Consortium to Create Offshore Solar Panels for Belgian North Sea
Solar photovoltaic (PV) panels in offshore waters could be an essential future green energy source. A consortium of Tractebel, Jan De Nul Group, DEME, Soltech and Ghent University will research how the technology can be brought to this rough environment and has plans for creating offshore solar farms in the Belgian North Sea.
The consortium will research how existing solar PV panels need to be adapted to resist salty water and withstand strong currents and wave action. In addition, a cost competitive concept for the floater structure should be designed. Ecosystem integration of the floating PV panels will be investigated from the start, to reduce the impact as much as possible. The consortium sees opportunities by combining the technology with aquaculture and offshore wind power in the same location, which has the additional advantage of saving space.
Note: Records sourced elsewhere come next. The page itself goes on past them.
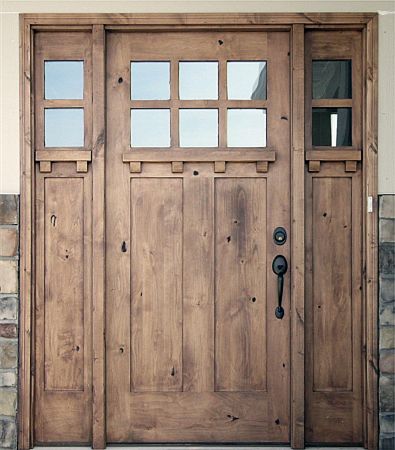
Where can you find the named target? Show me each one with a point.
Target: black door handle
(280, 267)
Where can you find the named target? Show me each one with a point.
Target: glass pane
(150, 127)
(247, 80)
(246, 127)
(64, 80)
(64, 127)
(150, 80)
(198, 80)
(332, 127)
(198, 127)
(332, 79)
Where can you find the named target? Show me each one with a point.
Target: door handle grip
(280, 267)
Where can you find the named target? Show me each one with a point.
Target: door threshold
(196, 447)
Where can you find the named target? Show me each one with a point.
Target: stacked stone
(387, 320)
(9, 243)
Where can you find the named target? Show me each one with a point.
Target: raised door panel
(240, 288)
(63, 307)
(156, 284)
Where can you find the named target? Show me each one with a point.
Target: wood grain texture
(98, 238)
(254, 409)
(370, 183)
(63, 307)
(198, 285)
(26, 314)
(156, 284)
(240, 291)
(297, 239)
(64, 285)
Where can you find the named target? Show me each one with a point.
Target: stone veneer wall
(9, 250)
(9, 216)
(387, 320)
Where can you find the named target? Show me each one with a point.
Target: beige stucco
(9, 62)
Development of the Blue Economy
While solar PV technology costs are still constantly decreasing, the evolution towards high-wave offshore applications is a logical next step after fresh water floating PV panels on lakes and dams and low-wave offshore applications in lagoons and other sheltered environments. Factors such as land scarcity, large scale standardization and NIMBY (not in my backyard) impact are expected to support the growth of the offshore solar energy market as they did for wind energy. More generally, this expansion can be seen as a step towards the further development of the Blue Economy, driving concepts such as cities on the water and offshore energy hubs.
Government and Industry Funding
The consortium was set up in the framework of the Flemish Blue Cluster and is strongly supported by Flanders Innovation & Entrepreneurship (VLAIO). For this initiative, the budget of about two million euros is a result of joined forces between industry and government support. With these means, the consortium aims to develop new concepts and perform laboratory and field testing to take the first steps towards the commercialization of the technology.
Tractebel leads the consortium, which has knowledge of both PV technology and offshore engineering. DEME and Jan De Nul Group are experienced in marine operations and involved in numerous windfarm developments and installations. Soltech specialises in solar PV panels and Ghent University is one of the leading knowledge centers in offshore engineering, aquaculture and ecosystem research.
First Offshore Solar Farms in Belgian North Sea
The partners of the consortium are the first in Belgium to explore this offshore solar solution. Their ambition is also to be the first to realize offshore solar farms in the Belgian North Sea – eventually in combination with windfarms or aquaculture.